Amatangazo, c’était comme de mettre le pays entier sur écoute : les bonnes comme les mauvaises nouvelles des familles et de l’Etat tout entier s’y déversaient dans un style sobre et d’une voix monocorde. Sept millions de vies contrôlées, catéchisées, étriquées, reliées de l’aube à la nuit noire par la magie des ondes…

Mais la radio est aussi associée au souvenir de sa famille : les parents vont découvrir une nouvelle radio écoutée en cachette : Radio Muhabura (1991 Font Patriotique Rwandais) qui émet depuis l’Ouganda ; Languida la sœur écoute RTLM (créée en 93 elle sera un outil de propagande … « Radio Machette) qui diffuse de la musique zaïroise ou bien Radio Burundi…

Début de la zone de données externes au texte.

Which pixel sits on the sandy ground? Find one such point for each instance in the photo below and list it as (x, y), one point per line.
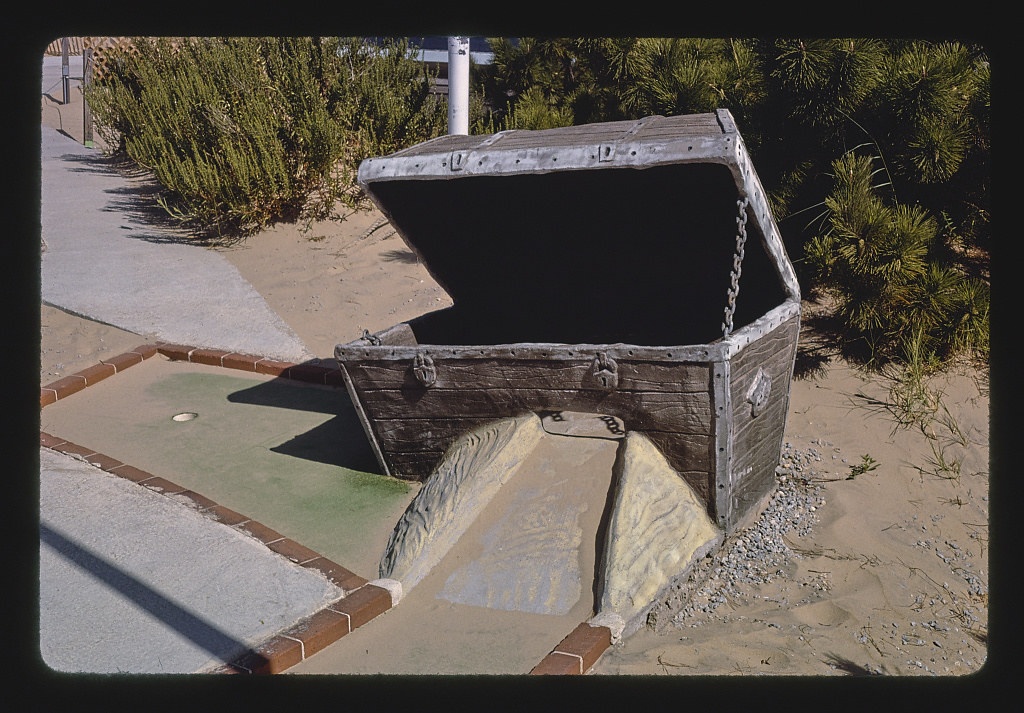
(891, 578)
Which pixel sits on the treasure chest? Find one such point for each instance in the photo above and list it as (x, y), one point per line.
(630, 269)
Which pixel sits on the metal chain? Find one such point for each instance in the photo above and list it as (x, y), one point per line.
(737, 267)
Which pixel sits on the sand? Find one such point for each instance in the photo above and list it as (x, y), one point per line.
(890, 579)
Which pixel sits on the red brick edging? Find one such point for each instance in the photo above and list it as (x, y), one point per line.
(361, 601)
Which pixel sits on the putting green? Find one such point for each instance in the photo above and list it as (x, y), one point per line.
(290, 455)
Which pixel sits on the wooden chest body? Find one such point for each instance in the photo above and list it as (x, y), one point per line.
(593, 269)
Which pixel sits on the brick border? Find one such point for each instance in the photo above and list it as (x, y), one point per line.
(361, 600)
(324, 372)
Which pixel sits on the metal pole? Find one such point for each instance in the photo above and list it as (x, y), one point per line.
(86, 111)
(459, 85)
(65, 70)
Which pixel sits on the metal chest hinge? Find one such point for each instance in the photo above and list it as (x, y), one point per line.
(424, 371)
(605, 372)
(759, 391)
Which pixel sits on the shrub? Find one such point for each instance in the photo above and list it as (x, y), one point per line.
(881, 262)
(244, 132)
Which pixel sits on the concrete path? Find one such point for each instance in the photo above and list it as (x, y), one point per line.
(101, 261)
(131, 580)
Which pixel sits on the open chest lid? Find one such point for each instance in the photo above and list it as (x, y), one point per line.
(602, 220)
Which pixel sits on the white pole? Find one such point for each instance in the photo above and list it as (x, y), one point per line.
(459, 85)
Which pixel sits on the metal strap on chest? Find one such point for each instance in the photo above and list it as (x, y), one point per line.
(737, 267)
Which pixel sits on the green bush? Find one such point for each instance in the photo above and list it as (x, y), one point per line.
(245, 132)
(895, 297)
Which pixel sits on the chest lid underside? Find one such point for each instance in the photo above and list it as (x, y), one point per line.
(622, 232)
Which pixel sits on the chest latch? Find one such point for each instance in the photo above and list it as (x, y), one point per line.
(424, 370)
(605, 372)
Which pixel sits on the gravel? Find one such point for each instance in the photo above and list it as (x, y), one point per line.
(760, 554)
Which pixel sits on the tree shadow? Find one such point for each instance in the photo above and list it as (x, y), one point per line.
(404, 256)
(849, 667)
(199, 631)
(339, 442)
(138, 201)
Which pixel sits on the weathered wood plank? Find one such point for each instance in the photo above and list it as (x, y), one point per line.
(757, 439)
(408, 434)
(512, 374)
(640, 411)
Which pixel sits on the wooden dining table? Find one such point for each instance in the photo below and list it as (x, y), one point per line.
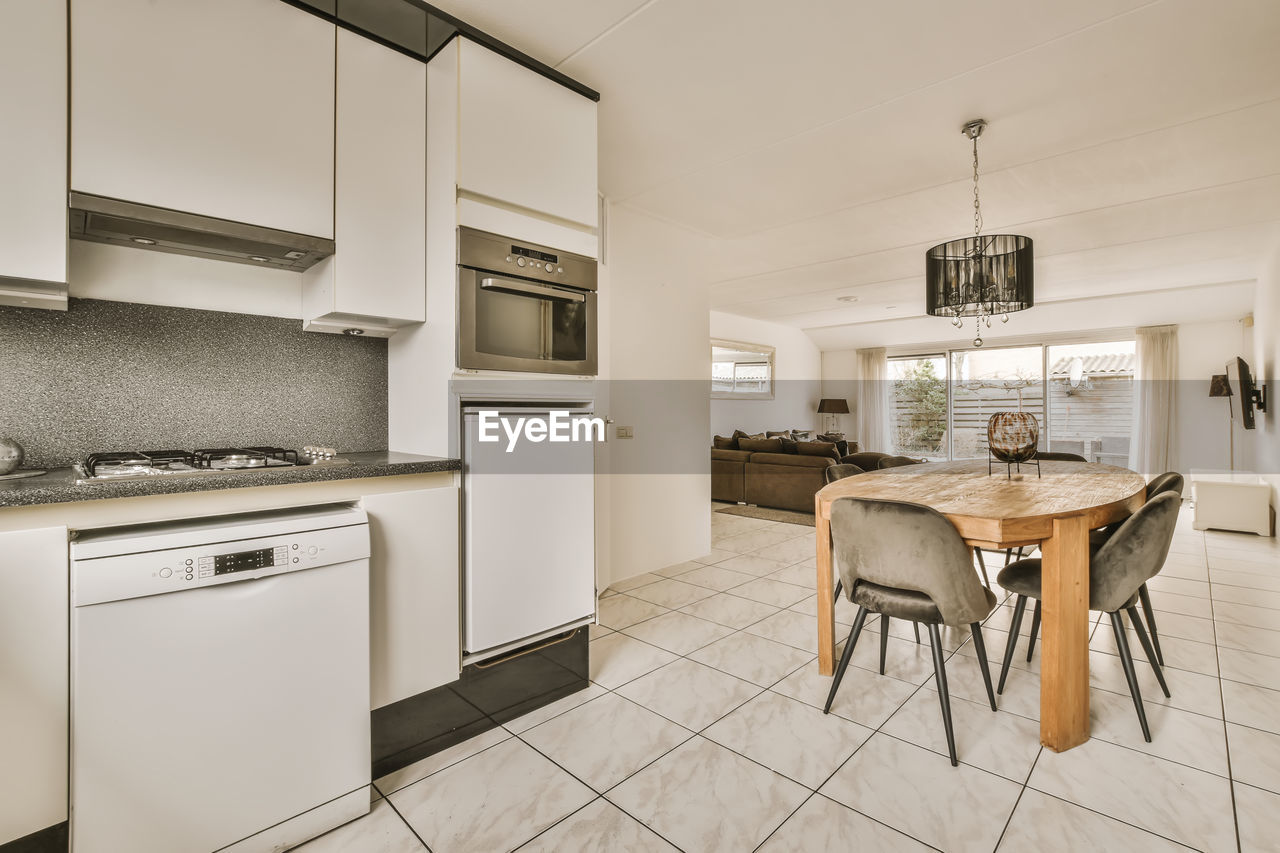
(1054, 509)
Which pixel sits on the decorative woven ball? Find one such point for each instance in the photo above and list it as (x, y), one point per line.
(1013, 436)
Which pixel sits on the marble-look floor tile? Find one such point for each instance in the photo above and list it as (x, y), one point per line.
(1257, 812)
(823, 824)
(672, 593)
(918, 792)
(617, 658)
(689, 693)
(423, 769)
(1151, 793)
(1002, 743)
(790, 737)
(622, 610)
(598, 826)
(538, 716)
(494, 801)
(1255, 756)
(749, 564)
(726, 609)
(679, 633)
(606, 740)
(1043, 822)
(1252, 706)
(752, 658)
(707, 799)
(716, 578)
(1261, 670)
(772, 592)
(863, 697)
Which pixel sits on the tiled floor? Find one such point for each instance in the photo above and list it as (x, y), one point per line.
(703, 729)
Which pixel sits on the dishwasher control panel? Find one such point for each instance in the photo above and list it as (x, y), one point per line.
(103, 579)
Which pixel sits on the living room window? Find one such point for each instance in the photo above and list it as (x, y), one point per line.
(741, 370)
(1080, 393)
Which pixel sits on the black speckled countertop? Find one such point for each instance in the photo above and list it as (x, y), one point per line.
(59, 484)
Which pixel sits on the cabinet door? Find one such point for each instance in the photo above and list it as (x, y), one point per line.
(223, 109)
(33, 146)
(525, 140)
(33, 670)
(379, 269)
(414, 592)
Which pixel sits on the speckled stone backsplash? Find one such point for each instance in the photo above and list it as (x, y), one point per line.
(117, 377)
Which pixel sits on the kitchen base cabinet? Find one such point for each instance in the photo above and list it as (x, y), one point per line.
(33, 658)
(414, 592)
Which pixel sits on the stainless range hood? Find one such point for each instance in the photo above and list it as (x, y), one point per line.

Je crois que les seules disputes qu’il y ait jamais eues à la maison étaient dues à la radio. Et il n’y avait pas de rires sans musique non plus. Si un jour, je devais constituer un album de notre passé, ayant perdu toutes les photos de nos années heureuses, je ferais un objet sonore. Ma mémoire est pleine de sons qui parlent d’eux

Inutile de vous présenter toutes les nouvelles… Retenez simplement que l’écriture puissante, faite de pudeur et de délicatesse n’empêche pas l’auteure d’aborder la réalité violente de l’avant et de l’après génocide. Comme l’écrit Sylvie Darreau des éditions La Cheminante :

Beata donne corps à la fleur de son âme poussée sur du béton, là ou l’altérité qu’elle chérit corrode la violence des temps présents pour donner chant à sa musique intérieur, intellectuelle, révoltée, courageuse, brillante et amicale.